If it’s too early to write off Moustakas, it’s way too early to write off Hosmer…but as I said on draft day last year, if the point of drafting Hosmer is that in three years he’ll be one of the best hitters in the minor leagues, why not draft the college guy who will be one of the best hitters in the minors the day he signs? The Royals passed on Justin Smoak, who fell to the 11th overall pick, and Smoak is hitting .295/.407/.460 this year and is already in Triple-A.

At the beginning of the year, there was a lot of controversy over which prospect rated higher – BA had Moustakas #1, but BP had Hosmer #1. We’re going to have the same debate this off-season, for all the wrong reasons. Unless Hosmer starts to rake a little for the Blue Rocks this month, he’s had the slightly more disappointing season, and the relative rankings of these two players won’t change. Grade: D+.

3) Danny Cortes, RHP, 22. Yeah, because I really want to relive this again. Cortes was having a truly disappointing season – his walks were way up, his strikeouts down, despite repeating Double-A – before he was traded for Yuniesky Betancourt. (If Alexei Ramirez is the Cuban Missile, can Betancourt just be the Cuban Crisis?) Since the trade he has made four starts with the Mariners, and continues to walk guys (13 in 20 IP), but at least he’s getting the strikeouts (22).
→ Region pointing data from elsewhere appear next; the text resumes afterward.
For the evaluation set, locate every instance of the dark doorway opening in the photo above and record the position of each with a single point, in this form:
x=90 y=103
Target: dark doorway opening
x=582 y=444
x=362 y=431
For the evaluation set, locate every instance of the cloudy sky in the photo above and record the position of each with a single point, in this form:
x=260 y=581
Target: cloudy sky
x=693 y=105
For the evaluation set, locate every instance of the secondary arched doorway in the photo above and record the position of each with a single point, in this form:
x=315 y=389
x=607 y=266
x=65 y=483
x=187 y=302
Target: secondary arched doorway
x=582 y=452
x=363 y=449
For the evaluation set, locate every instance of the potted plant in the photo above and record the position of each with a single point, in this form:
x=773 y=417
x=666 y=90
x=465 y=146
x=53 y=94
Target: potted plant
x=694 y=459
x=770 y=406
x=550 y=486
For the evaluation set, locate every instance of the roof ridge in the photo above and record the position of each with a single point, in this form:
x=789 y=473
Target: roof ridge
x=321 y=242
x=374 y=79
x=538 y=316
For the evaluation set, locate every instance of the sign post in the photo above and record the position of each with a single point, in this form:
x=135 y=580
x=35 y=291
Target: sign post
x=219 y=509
It’s easy to forget: he’s just 22, younger than Aaron Crow, and he still has the power stuff, he’s just lost his command. I have this sinking feeling that he’s going to arrive late next year as a shutdown setup man for the Mariners. For metamorphosing into Betancourt, I’m tempted to give him an F- grade, but based on his actual performance, Grade: D.

4) Michael Montgomery, LHP, 20. Like so many other Royals prospect, he was old for his draft class – he actually turned 20 on July 1st, just a year after he was drafted – but unlike so many others, he’s developing nicely. In 12 starts for Burlington he had a 2.17 ERA, with 52 Ks in 58 innings, before he was promoted to Wilmington – he’s allowed three runs in nine innings so far. When Cortes was traded there was a lot of talk about Danny Duffy being the Royals’ best pitching prospect, but I still think Montgomery is better. His velocity is a tick better – sitting in the low 90s as opposed to touching the low 90s – and his body has a little more projection than Duffy’s does. The Royals have a ton of high-upside arms in their farm system, but Montgomery might have the highest upside of them all. If Moustakas and Hosmer don’t get it going soon, Montgomery’s a legitimate candidate to be rated the #1 prospect in the organization at year’s end. Grade: B+.

5) Tim Melville, RHP, 19. The Royals signed Melville, a Missouri high school product, in the fourth round last year when he fell from his projection as a late first-round pick because of signability concerns. His selection may well represent a tipping point in the history of the Royals’ draft – the moment when the Royals went from being one of the victims of the draft’s economics to one of the aggressors. Before Melville, the last time the Royals got a first-round talent this late in the draft was probably Bo Jackson in 1986.

Melville started the year in extended spring training, but debuted with Burlington in May and has been consistently good, not great, all season. In 15 starts he’s thrown 68 innings, allowed 64 hits, walked 29, struck out 65, and surrendered 6 homers. There’s some hint that he may be improving as the season goes on – in his last six starts he has a K/BB ratio of 35/11 in just 28 innings. The perfect Grade: B- guy – he’s exactly what we thought he was at the beginning of the year. That’s a compliment.